There are some political observers who maintain that the wars we have fought for the past four decades have been all about control of precious oil. Some have insisted we invaded Iraq in our quest for oil and still others insist our policies in the Middle East frustrated the oil-rich countries so much that they decided to hatch the plot of the 9/11 terrorist attacks.
We’re still fighting in the Middle East, 17 years after the day that will live infamy, and some observers believe we will never end these adventures until the human race no longer exists. And if the place blows up, there’s a chance we will leave no record that we were here.
Have a nice day.
We are at the mercy of oil producers and refiners. It is obvious that supply/demand market forces are not the governing factors. The US has alternatives, tap fully into our own oil, develop close relations with truly allied oil producers, and develop alternative energy. Nixon and Carter tried to wean us off oil, but their administrations were too short to cut the oil monopoly. Obama got us producing more fossil fuels, but supported exporting our precious resource.
Where did the extra gas tax go.
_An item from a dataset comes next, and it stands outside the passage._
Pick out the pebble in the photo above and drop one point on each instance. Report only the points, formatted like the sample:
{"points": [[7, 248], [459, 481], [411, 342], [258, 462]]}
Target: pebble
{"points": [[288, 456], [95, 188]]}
What about the increase in licence fees to fix roads now the Governor is seeking more money to fix the roads. where did that money go . more for trails or parks swing sets or water parks .better stand up or we all be riding horses again.
The last number I could find was 120,256 miles of paved roads in Michigan.
We know road repair and upgrades are happening, but at the price per mile. It is unrealistic to think all Michigan roads will be repaired in a year or two. Road repair is a never ending process.
We fail to use public transportation or support it coming into our area, the rail lines carry less freight (majority is trucked). Most households have a minimum of two vehicles and we drive everywhere.
Paved roads don’t last forever and money to fix them doesn’t fall from the sky (not even Pennies from Heaven).